When the Austrians arrived in Milan, the Royal Palace, the city's seat of power, was antiquated and totally unsuited to accommodate the court of a city destined to become the second largest in the Austrian Empire. On his own initiative, Archduke Ferdinand, Maria Theresa's son, strove to give the court a fitting seat. The new palace would bring prestige to the city while providing a suitable home for the court. The initial plans were for a new palace with a rectangular plan between the canals and the western city gate but it was later decided to restore the old palace. Luigi Vanvitelli, who was invited to coordinate the work, submitted three proposals which were all turned down owing to their high cost. In 1769, Vanvitelli entrusted the project to his young pupil Giuseppe Piermarini who gave the palace its present look.

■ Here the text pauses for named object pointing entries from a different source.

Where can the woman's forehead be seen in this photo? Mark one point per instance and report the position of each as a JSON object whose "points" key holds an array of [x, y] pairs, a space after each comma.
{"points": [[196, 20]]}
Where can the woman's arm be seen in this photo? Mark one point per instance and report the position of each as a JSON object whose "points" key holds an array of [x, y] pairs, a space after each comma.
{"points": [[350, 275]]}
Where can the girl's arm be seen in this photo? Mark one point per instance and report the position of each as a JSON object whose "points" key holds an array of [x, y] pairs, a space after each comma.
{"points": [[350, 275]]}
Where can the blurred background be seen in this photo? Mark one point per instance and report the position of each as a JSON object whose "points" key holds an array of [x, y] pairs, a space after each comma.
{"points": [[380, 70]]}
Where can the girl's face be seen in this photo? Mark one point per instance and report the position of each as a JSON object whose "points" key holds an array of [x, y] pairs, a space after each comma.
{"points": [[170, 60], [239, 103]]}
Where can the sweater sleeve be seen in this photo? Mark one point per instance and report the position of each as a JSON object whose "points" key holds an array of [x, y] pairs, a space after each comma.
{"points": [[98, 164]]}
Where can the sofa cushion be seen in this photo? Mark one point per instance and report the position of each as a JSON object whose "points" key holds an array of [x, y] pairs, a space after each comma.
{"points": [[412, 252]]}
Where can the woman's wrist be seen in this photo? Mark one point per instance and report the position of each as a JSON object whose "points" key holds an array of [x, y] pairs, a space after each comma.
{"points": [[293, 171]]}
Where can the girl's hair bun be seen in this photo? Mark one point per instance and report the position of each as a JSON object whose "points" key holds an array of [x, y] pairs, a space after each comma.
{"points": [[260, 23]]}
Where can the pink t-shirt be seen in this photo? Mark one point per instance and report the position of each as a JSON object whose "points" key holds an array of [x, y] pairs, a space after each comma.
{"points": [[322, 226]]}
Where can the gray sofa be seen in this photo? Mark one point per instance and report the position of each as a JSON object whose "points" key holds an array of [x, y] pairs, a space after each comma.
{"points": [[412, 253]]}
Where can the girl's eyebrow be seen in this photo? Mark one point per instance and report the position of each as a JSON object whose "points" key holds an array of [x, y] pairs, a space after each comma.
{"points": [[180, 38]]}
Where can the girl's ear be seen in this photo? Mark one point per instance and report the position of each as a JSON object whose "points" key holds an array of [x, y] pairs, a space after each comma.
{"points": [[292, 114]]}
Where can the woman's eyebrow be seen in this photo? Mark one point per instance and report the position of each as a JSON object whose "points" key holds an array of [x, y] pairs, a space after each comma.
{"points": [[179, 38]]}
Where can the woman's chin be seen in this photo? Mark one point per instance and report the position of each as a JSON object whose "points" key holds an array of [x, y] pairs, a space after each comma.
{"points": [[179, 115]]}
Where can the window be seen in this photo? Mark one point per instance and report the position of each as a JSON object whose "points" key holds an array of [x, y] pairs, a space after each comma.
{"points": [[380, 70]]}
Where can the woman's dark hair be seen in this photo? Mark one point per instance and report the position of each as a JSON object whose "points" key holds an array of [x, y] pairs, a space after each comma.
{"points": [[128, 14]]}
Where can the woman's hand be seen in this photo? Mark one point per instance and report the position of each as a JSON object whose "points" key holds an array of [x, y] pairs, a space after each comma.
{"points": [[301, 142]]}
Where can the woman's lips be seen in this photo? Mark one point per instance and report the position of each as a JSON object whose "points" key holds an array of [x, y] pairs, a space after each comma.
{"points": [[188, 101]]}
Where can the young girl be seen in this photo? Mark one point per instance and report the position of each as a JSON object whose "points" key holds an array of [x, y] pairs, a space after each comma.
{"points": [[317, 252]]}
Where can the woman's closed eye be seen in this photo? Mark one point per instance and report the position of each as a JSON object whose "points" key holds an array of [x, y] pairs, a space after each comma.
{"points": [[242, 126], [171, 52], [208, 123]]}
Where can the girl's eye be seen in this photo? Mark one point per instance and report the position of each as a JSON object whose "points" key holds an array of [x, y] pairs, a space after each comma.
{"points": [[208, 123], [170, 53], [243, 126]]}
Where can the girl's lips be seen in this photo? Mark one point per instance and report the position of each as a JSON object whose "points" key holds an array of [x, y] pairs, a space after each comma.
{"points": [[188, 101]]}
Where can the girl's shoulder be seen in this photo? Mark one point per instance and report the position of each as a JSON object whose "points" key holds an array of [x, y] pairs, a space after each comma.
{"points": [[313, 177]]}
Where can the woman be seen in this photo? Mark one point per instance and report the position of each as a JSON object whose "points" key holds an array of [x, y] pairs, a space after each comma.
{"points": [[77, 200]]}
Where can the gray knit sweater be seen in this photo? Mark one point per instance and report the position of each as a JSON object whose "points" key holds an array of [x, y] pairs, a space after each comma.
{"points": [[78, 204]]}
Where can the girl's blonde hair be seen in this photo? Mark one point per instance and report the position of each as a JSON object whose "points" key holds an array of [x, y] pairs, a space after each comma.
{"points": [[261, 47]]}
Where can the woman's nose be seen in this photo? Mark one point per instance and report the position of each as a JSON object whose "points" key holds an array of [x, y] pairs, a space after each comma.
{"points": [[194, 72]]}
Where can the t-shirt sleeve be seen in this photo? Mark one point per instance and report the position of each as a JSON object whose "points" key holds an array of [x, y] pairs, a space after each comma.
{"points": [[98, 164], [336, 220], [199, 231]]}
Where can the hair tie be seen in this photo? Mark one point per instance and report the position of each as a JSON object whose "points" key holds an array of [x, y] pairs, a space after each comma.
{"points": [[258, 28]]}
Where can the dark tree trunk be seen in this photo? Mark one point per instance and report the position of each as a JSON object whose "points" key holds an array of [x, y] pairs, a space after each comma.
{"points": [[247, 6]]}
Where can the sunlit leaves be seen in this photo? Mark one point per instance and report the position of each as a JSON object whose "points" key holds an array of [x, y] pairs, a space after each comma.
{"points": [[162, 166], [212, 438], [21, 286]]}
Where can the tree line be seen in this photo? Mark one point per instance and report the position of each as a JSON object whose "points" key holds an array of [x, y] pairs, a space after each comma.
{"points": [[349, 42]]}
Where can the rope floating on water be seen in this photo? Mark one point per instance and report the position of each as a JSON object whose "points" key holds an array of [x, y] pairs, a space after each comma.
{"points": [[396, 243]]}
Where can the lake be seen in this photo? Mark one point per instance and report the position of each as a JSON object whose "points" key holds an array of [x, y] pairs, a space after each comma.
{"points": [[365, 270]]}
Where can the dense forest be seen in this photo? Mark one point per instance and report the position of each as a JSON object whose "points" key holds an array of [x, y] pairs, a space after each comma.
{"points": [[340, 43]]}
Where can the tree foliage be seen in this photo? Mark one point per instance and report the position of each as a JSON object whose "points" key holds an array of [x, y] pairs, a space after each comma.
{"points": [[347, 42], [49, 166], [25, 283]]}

Wishing to open up the square, Piermarini first demolished one of the old wings before concentrating on the renovation of the building's exterior. The result is a sober two-storey facade. The first floor contains windows with small stone cornices and a small bugnato ashlar socle while the other two have pilasters along the full length of the facade with tympanum windows, alternatingly triangular and curved. The interiors were then completely renewed. The entrance leads into the courtyard with its monumental Baroque staircase. To complete this part of the palace, the facade of the Church of San Gottardo in Corte had to be demolished while use was also made of the adjoining square. The most renowned artists, decorators and cabinet makers of the period were called upon to design the furniture and decorations. The external structure was completed in 1778 but work on the interior continued for several years.

===Brera===

In 1773, after the abolition of the order of the Jesuits, the city was able to make use of the Palazzo Brera where the order had been housed. It was decided it should be transformed from a religious structure into a public building. Several institutions were able to make use of the building. Within a few years, the Academy of Fine Arts and the Braidense Library were founded while the astronomical observatory, which was initially just moved into the palace, became the modern Brera Astronomical Observatory while the Brera Botanical Garden was established on the site of the Jesuits' herb garden. In 1774, Giuseppe Piermarini, who was entrusted with the renovation project, designed a new wing and provided a new facade with a monumental entrance flanked by Doric columns and surmounted by a balcony. Functional improvements were also carried out with alterations to the library, in order to cope with an increasing number of books, and with the addition of greenhouses in the garden. In 1784, the extensions were completed apart from a few minor tasks carried out by Leopoldo Pollack from Vienna.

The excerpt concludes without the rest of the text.